Cold War Energy Policy

After the Second World War, Russia was one of the world’s superpowers. Due to this, the Kremlin saw no barriers in achieving dominance in the worldwide energy field. During the 1950s and 1960s, Russian energy policy primarily focused on undercutting Western rivals while strengthening the countries position on its own periphery. However, this came at a huge price.

This is because Moscow was not obtaining as much revenue as it could while rapidly depleting its oil fields with ineffective ways of producing oil. At the same time, oil prices skyrocketed due to a number of problems in the Middle East in the 1970s. During this time, Moscow was also already feeling the burden of sustaining the entire Soviet Union.

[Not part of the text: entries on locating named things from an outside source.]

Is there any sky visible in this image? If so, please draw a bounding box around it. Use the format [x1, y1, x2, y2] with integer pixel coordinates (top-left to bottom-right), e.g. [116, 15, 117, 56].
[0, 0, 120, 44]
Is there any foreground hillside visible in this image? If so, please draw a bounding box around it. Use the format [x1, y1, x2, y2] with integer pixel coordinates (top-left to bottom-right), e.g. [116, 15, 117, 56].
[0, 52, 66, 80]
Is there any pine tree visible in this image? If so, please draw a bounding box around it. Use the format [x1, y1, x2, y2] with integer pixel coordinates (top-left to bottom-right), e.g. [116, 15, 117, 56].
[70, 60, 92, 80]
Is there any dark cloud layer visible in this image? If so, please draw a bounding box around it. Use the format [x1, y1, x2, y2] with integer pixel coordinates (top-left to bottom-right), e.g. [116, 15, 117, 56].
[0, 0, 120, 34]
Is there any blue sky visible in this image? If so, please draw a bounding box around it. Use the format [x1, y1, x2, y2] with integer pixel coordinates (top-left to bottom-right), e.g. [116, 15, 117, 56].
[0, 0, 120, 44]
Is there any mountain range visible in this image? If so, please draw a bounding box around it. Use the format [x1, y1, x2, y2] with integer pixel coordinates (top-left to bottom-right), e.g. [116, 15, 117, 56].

Due to this, Russian energy policy changed once again. It raised oil prices for customers to hold on to its buffer zone and maintain Soviet national strategy. This energy policy continued well into the 1980s. However, it was dealt a fatal blow in the mid-80s when oil prices collapsed along with an embargo on Russian oil. Once again, Russian energy policy changed to implement a market-based energy economy. However, it was not enough to prevent the fall of the Soviet Union in the early 90s.

1990s Energy Policy

Russian energy policy that focused on liberalization of the industry continued well into the 1990s under Boris Yeltsin. However, production still fell by half. At the same time, Russia’s energy sector was starting to be dominated by an emerging domestic oligarch class and foreign groups. All of this was changed in 2000.

This is because Russian energy policy shifted to consolidating the energy sector under the national government’s control. It effectively nationalized the majority of energy industry enterprises including Transneft, Rosneft and Gazprom. At the same time, Russian energy policy became more aggressive in negotiating oil supply contracts with Europe and the former Soviet states.

This effectively locks other countries into purchasing large volumes of energy at very high prices due to the fact that these customers do not have any sort of alternative energy supplies. At the same time, the Russian government started to cut supplies in certain markets in order to shape political negotiations.

Current Focus

Today, Russian energy policy has several priorities. One of these is to increase energy efficiency along with a reduction of its impact on the environment. At the same time, it aims to maintain energy, technological and sustainable development along with improved competitiveness and effectiveness.

These priorities have been steadily implemented throughout the entire country. Due to this, nearly 67.2 percent of energy used in Russia in 2012 was produced by thermal sources. At the same time, the country envisions a 7 percent increase in the use of wind energy by 2020.